Report: Search Query & Placement Report
Arguably one of the most fundamental reports to examine is the search query and/or display network placement report. This reports allows marketers to regularly monitor auction quality and the specific queries and sites their ads are serving impressions. If irrelevant keywords are making it into search queries, save these words as negative keywords in the ad group or campaign.
To generate a base negative keyword list an easy place to start is Google’s AJAX dropdown suggestion menu. Using an alpha pattern, enter core terms and keep track of all words that should be added as negatives. Using a tool like ScrapeBox can also generate these lists quickly.
Report: Merit-Based Bidding
The inception of Enhanced Campaigns highlighted the importance of grasping performance as it relates to user context. Although the following is not a native AdWords or Bing report, the exercise is a crucible of contextual search marketing.
The concept is simple; analyze performance by geo, time of day, day of week and device. Next define performance thresholds and ideal bid modifiers (keeping in mind bid multipliers stack, in otherwords multiply). Layer the data to have a clear understanding of which mash-ups merit higher or lower bids.

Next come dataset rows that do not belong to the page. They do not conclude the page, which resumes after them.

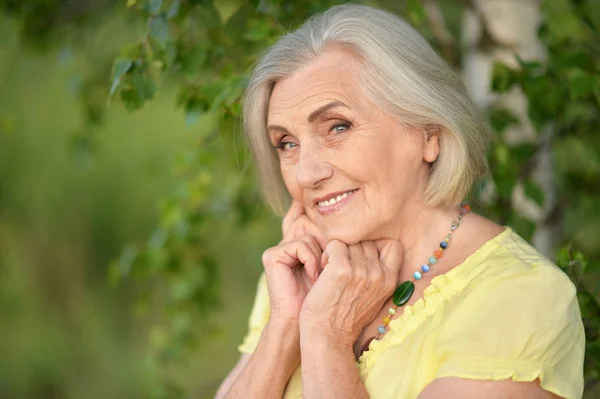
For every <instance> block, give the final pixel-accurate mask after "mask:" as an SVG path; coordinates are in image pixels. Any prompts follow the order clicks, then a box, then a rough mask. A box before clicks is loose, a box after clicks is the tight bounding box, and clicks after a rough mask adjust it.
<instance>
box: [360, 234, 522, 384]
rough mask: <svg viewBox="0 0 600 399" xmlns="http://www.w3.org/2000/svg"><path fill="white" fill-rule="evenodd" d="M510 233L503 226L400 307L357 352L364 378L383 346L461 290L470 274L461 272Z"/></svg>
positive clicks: (469, 280)
mask: <svg viewBox="0 0 600 399" xmlns="http://www.w3.org/2000/svg"><path fill="white" fill-rule="evenodd" d="M512 232H513V231H512V229H511V228H510V227H508V226H504V230H503V231H501V232H500V233H499V234H497V235H496V236H494V237H492V238H490V239H489V240H488V241H486V242H485V243H483V244H482V245H481V246H480V247H479V248H478V249H477V250H475V252H473V253H472V254H471V255H469V256H468V257H467V258H466V259H465V260H463V261H462V262H461V263H460V264H458V265H456V266H455V267H453V268H452V269H451V270H449V271H447V272H446V273H443V274H440V275H438V276H435V277H434V278H432V279H431V283H430V284H429V286H427V287H426V288H425V290H424V291H423V296H422V297H421V298H419V299H418V300H417V301H416V302H415V303H414V304H413V305H407V306H406V307H405V308H404V312H402V314H401V315H400V316H399V317H397V318H396V319H393V320H392V321H391V322H390V324H389V327H390V329H389V331H388V332H387V334H385V335H384V336H383V337H382V338H381V339H379V340H376V339H373V340H372V341H371V342H370V343H369V346H368V347H367V349H366V350H365V351H364V352H363V353H362V354H361V355H360V357H359V358H358V360H357V366H358V367H359V369H360V372H361V375H362V376H363V377H366V375H367V374H368V373H369V371H370V370H371V368H372V367H373V364H374V363H375V362H376V360H377V359H378V358H379V356H380V355H381V353H382V352H383V351H384V350H385V349H386V348H388V347H389V346H390V345H391V344H397V343H398V342H402V341H403V340H404V339H405V338H406V337H407V336H408V335H410V334H411V333H412V332H413V331H414V330H416V328H417V327H418V326H420V325H421V324H422V323H423V322H424V321H425V320H426V318H427V317H428V316H430V315H432V314H433V313H435V311H436V310H437V309H438V308H439V306H440V305H441V303H442V302H443V301H445V300H446V299H449V298H451V297H453V296H455V295H456V294H458V293H460V292H462V290H463V289H464V287H465V286H466V285H467V283H468V282H469V281H470V280H471V278H473V277H474V275H472V274H470V273H467V274H468V275H470V278H468V279H467V278H462V276H461V273H463V272H466V271H468V270H469V266H472V265H477V264H479V263H480V261H482V260H483V259H485V258H487V257H488V256H489V255H490V254H491V253H492V252H493V251H494V250H496V249H497V248H498V247H499V244H500V242H501V241H503V240H504V239H505V238H506V237H507V236H510V235H511V234H512ZM402 325H403V326H402ZM394 326H396V328H394ZM401 326H402V327H401Z"/></svg>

Not only are opportunities surfaced, the exercise forces marketers to review and verify bid stacks are in the appropriate and desired ranges.
Report: Quality Score by Impression Share
Remember it is not about the number of keywords your account has with a quality score (QS) above X, a better proxy of account health is impression volume by QS expressed as a percentage of total impressions.
With a well-defined and articulated process, marketers can proactively lead an account with confidence, assured that nothing will be left to chance. In addition, defined process can mean transparency and unity for team members working in the same account; whereby no piece of the program is marred by ambiguity.